Over the next few decades the input of new nitrogen into the world’s agricultural soils must increase in proportion to the increasing population. Such an increased input will have worrisome effects on the environment, and there is an argument about whether the new nitrogen should be of chemical or biological origin. It is largely irrelevant. Increased use of chemical nitrogen fertiliser is inescapable; a parallel return to greater exploitation of biological nitrogen-fixing systems, still responsible for providing more than 60 per cent of the new nitrogen, seems common sense.

* * *

2: How the nif genes of Klebsiella work

THE chromosome of Klebsiella pneumoniae is a circle of coiled DNA. All the 20 genes needed to make nitrogenase (the nitrogen-fixing enzyme system) and to regulate its manufacture, are located together in a single cluster.

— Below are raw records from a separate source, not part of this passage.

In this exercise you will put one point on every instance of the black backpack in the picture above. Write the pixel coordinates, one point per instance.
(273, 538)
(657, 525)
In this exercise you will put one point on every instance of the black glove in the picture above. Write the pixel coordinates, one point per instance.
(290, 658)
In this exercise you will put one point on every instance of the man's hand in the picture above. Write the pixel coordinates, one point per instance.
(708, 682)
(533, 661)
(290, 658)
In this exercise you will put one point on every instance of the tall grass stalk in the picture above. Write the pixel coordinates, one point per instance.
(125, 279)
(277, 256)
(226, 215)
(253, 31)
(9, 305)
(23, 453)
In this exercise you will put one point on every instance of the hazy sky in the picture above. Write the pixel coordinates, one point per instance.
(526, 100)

They are regulated in sub-clusters, or operons, groups of one to six genes which are transcribed together.

Scientists have now worked out the biological functions of about two-thirds of the nif genes, which they identify by letters. Thus H, D and K code for the actual proteins of nitrogenase; several of the others (Q, B, V, N, E, M) code for products which process those proteins, getting molybdenum and iron into the right place; F and J specify proteins which the cell must have for nitrogenase to work. Two are regulator genes: A codes for a protein which tells the cell to use the other operons; while L’s protein countermands this instruction.

For nifA to initiate transcription of the other nif operons, another gene product is necessary, that of rpoN (sometimes designated ntrA). Both nifA and L are themselves regulated by so-called ntr genes, which are part of the cell’s machinery for sensing whether the environment is running short of fixed nitrogen. The nif genes are unique to nitrogen-fixers; ntr and rpo genes are common to many types of bacteria.